February 15, 2017
What is an authentic voice and why does it matter? I’m asked this question a lot because my company has developed an exercise called “Your Authentic Voice.”
First, let’s look at the benefits of an authentic voice and the costs of not having one.
Shortly after the presidential election, I led a leadership workshop where all the attendees happened to have supported Hillary Clinton (common in Manhattan). I asked them to forget whether they agreed with or believed the candidates, but to identify which they thought spoke more authentically.
All agreed on Donald Trump.
By contrast, when I ask people why Clinton ran for office, no one has yet pointed to her stating a personal interest or desire. That absence translates to inauthenticity.
An authentic voice isn’t everything you need for people to follow and support you, but it’s important. In some cases, it can be enough. I believe that Americans are so starved for authentic communication from politicians that many made it a top voting criteria. The same follows for all leadership—in business, politics, nonprofits, sports, military, and so on.
Authenticity is sharing your relevant motivations and vulnerabilities. It’s close to openness and far from protecting yourself or being closed. It’s based in self-awareness and confidence. I think of it as an emotional skill. As with any skill, it comes with practice and atrophies without it.
Inauthenticity is hiding your relevant motivations and vulnerabilities. It may come from protecting yourself intentionally, such as through deception, or unconsciously, such as through a lack of self-awareness or poor communication skills.
People know you are doing things for reasons. If you share those reasons, people know where you’re coming from. They know what you will do, so they don’t worry about you acting unpredictably under stress. They may disagree with you, but at least they know what to expect, which limits their worrying.

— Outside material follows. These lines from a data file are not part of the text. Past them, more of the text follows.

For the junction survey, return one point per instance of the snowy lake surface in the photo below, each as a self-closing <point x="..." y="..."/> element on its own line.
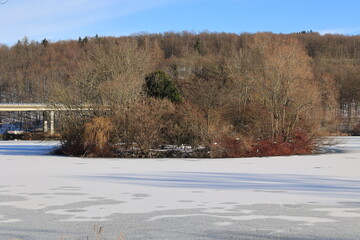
<point x="299" y="197"/>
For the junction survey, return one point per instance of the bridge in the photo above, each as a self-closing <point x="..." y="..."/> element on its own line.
<point x="37" y="107"/>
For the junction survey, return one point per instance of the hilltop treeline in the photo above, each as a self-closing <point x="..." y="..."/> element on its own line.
<point x="234" y="95"/>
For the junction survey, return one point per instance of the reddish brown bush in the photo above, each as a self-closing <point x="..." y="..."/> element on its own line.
<point x="301" y="143"/>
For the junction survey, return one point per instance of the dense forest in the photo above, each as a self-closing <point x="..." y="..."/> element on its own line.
<point x="226" y="95"/>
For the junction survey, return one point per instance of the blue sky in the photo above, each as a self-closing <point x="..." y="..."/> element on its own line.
<point x="69" y="19"/>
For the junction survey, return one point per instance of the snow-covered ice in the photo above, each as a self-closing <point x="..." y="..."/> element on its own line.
<point x="321" y="191"/>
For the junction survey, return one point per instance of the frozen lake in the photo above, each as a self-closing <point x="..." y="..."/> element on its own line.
<point x="298" y="197"/>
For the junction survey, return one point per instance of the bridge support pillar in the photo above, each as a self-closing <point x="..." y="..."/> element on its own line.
<point x="52" y="122"/>
<point x="45" y="127"/>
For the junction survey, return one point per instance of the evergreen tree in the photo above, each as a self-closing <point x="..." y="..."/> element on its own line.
<point x="159" y="85"/>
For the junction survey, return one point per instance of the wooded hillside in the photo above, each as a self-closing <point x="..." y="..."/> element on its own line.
<point x="236" y="95"/>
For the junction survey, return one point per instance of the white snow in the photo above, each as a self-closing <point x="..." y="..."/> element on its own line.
<point x="87" y="189"/>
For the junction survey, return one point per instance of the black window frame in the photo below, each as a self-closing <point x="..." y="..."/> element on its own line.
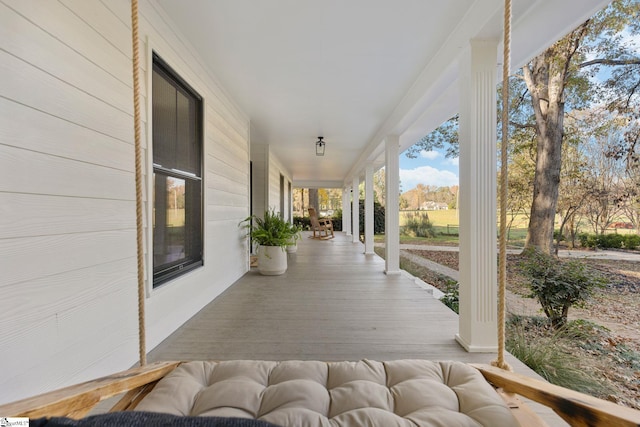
<point x="179" y="157"/>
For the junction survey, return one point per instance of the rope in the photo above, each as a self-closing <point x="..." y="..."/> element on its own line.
<point x="502" y="258"/>
<point x="138" y="158"/>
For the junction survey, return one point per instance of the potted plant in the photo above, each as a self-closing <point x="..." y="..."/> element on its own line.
<point x="273" y="235"/>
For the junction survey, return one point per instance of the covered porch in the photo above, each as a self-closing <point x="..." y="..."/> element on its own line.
<point x="332" y="304"/>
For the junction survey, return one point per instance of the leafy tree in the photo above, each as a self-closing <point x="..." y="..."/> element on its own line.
<point x="558" y="81"/>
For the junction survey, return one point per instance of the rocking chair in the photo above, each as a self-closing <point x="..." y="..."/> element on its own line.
<point x="322" y="226"/>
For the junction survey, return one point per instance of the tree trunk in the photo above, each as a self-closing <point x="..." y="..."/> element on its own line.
<point x="545" y="80"/>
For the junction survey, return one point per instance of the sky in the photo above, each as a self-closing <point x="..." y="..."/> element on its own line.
<point x="432" y="168"/>
<point x="429" y="168"/>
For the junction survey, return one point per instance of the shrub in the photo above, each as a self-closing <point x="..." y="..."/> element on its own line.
<point x="418" y="225"/>
<point x="557" y="284"/>
<point x="631" y="241"/>
<point x="544" y="354"/>
<point x="611" y="241"/>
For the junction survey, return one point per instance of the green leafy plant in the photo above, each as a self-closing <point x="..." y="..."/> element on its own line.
<point x="451" y="297"/>
<point x="557" y="284"/>
<point x="271" y="230"/>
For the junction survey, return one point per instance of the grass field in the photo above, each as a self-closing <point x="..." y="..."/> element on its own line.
<point x="446" y="224"/>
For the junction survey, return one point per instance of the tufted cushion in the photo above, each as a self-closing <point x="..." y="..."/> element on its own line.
<point x="309" y="393"/>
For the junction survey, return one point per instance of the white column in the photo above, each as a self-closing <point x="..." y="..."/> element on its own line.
<point x="392" y="209"/>
<point x="355" y="210"/>
<point x="477" y="208"/>
<point x="346" y="211"/>
<point x="368" y="209"/>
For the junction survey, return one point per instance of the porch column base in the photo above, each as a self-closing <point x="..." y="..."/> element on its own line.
<point x="470" y="348"/>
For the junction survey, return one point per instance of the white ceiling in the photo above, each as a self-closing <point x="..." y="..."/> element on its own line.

If you don’t share those reasons, we can’t help fearing that your motivations are worse than our worst assumptions. If they were better, you would have told us.
So inauthenticity makes us worry about unknowns when we most want predictability. We want leadership most when times are stressful. Do you see how inauthenticity undermines leadership?
Like any skill, this one comes with practice. Everyone I ask who speaks authentically describes a challenging development period when they had to overcome emotions such as anxiety. Like a child learning to walk or ride a bike, you’ll fall and get hurt. You’ll also learn a skill that will benefit you for life.
Two exercises produce results that change people’s lives and relationships:
The first exercise helps you communicate authentically with yourself. On my blog, I call it “The most effective self-awareness exercise I know.” You can find more details and examples there.
The exercise is to carry a pen and paper for a week and, three or four times a day, to write your inner monologue—that is, write word for word the voice in your head, a few lines each time. The challenge is to write candidly without judging yourself. Everyone finds themselves learning more about themselves than they expected and their inner authenticity increasing.
The second exercise comes after you’ve practiced the first and reflected on it. It sounds more challenging, but everyone who does it diligently loves the results: It leads them to speak more authentically and, even more, leads others to speak back authentically.
This exercise is to speak that inner voice, also several times a day for a week. Simple to describe but hard to do until you get the hang of it. Then it feels natural.
I call this exercise “Your Authentic Voice.” Many people start by speaking alone to a wall, then to a mirror, and eventually working up to speaking their inner monologue to others. The benefits to your self-awareness, relationships, and leadership are difficult to overstate. You and those you lead will thank you for it.